Nicht jedes Plastik übrigens ist für das Recyceln geeignet: Das Produkt muss die Kennzeichnung „PP“ oder „PE“ tragen. Für unklare Fälle verfügt die Werkstatt über ein Analyse-Gerät, das nach wenigen Sekunden anzeigt, ob das ihm vorgelegte Material recyclingfähig ist.

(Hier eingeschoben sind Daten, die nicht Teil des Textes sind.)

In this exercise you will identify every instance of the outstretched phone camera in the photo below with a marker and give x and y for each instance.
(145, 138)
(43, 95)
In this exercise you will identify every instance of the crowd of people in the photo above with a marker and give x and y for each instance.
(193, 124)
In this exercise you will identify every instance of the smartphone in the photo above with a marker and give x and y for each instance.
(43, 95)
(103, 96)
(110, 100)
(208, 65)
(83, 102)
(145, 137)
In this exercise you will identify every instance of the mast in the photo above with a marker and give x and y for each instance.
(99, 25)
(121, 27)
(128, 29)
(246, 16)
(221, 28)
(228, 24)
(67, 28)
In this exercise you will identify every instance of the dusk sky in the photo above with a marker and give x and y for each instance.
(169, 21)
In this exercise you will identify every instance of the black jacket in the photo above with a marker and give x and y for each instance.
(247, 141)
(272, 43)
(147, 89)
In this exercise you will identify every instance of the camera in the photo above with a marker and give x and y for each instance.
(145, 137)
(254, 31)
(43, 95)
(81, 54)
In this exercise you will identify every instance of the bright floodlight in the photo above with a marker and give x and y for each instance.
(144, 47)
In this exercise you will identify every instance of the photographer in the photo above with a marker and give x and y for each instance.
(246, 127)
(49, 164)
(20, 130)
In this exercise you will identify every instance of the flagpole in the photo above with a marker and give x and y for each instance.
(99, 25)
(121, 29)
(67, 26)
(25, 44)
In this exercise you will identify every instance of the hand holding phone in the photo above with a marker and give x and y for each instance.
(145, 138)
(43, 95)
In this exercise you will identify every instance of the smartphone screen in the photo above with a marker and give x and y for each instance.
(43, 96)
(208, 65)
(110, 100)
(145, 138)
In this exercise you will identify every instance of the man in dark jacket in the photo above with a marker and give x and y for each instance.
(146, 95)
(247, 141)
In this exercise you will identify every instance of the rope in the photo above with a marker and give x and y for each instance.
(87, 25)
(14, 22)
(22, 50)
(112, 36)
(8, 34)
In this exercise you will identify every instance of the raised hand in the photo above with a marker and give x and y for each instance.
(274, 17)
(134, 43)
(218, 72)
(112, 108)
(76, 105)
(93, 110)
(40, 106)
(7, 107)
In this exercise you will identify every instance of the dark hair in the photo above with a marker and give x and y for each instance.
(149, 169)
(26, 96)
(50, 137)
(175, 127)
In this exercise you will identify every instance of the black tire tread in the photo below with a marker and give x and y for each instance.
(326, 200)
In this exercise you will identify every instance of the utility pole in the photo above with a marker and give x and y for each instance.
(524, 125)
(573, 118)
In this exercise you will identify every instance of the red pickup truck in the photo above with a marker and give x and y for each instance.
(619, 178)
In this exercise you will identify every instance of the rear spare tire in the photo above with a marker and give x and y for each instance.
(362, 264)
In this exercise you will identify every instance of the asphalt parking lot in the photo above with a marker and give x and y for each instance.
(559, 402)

Die Luruper Recycling-Werkstatt ist, so könnte man sagen, die Schnittstelle einer Idee, eines organisatorischen Rahmens und engagierter Menschen. Die Idee mit dem Plastik, erläutert Aktivistin Ivonne zum Felde, stammt von Dave Hakkens, einem holländischen Industriedesigner, der es sich zur Aufgabe gemacht hat, komplizierte Maschinen zum Recyceln von Plastik so zu vereinfachen, dass sie quasi von jedermann nachgebaut und benutzt werden können, was die Herstellung von Produkten aus recyceltem Plastik in kleinem Maßstab ermöglicht. Hakkens hat „precious plastic“ („kostbares Plastik“) zu einer weltweiten Bewegung gemacht.
Der institutionelle Rahmen ist der Verein insel e. V. „insel“ steht für „in Selbstbestimmung leben“; das Ziel des Vereins ist die Förderung der Selbstbestimmung von Menschen mit kognitiven und psychischen Beeinträchtigungen. Neben Beratung und Betreuung gehören auch Themen wie Freizeit und Lernen zu den Vereinszielen. So steht auch die Recycling-Werkstatt ausdrücklich allen Menschen ungeachtet möglicher Beeinträchtigungen offen.
Die wichtigste Säule des Projekts sind die vor Ort tätigen Menschen, zu denen neben den sieben Mitarbeitenden vor allem viele Ehrenamtliche und Freiwillige gehören. „Die TeilnehmerInnen an den Kursen und die BesucherInnen der Offenen Werkstatt“, erzählt Ivonne zum Felde, „kommen aus dem gesamten Stadtgebiet, überwiegend aus Lurup und Osdorf. Es kommen auch viele Menschen mit Beeinträchtigungen, die von ihren Trägern auf uns aufmerksam gemacht werden, und auch andere Gruppen oder Schulklassen nutzen die Werkstatt.“
Prominentestes Produkt der Luruper Werkstatt sind wohl die etwa 40 Schalensitze im Presseraum des HSV, die aus „abgängigen“ Stadionsitzen hergestellt wurden. Auch HSV-Urgestein Horst Hrubesch erhielt vor einem Jahr zwei speziell für ihn angefertigte Sitze – übergeben wurden sie ihm in Osdorfer Born, anlässlich der Einweihung des „Gartens für alle“ an der Bornheide, dessen Gründung ebenfalls von insel e. V. unterstützt wurde (s. Westwind 6/25). Und im Anschluss an einen Stadtteilrundgang für mehr Barrierefreiheit am Osdorfer Born, der am 20.6.24 stattfand, wurden in einem gemeinsamen Workshop Plastikrampen entworfen und hergestellt, mit denen zum Beispiel Kanten an Bürgersteigen für RollstuhlfahrerInnen befahrbar gemacht werden können. Ein aktuelles Projekt ist die Einrichtung eines Onlineshops, der in Kooperation mit dem Projekt „Der Hafen hilft!“ entsteht und über den Produkte, die in der Werkstatt upgecycelt oder nachhaltig hergestellt wurden, zugunsten gemeinnütziger Projekte vertrieben werden sollen.
Was die Werkstatt im Übrigen sucht, sind Menschen, die Freude daran haben, ehrenamtlich handwerklich oder kreativ tätig zu sein, und die darüber hinaus Lust haben, anderen etwas von ihren Fähigkeiten zu zeigen.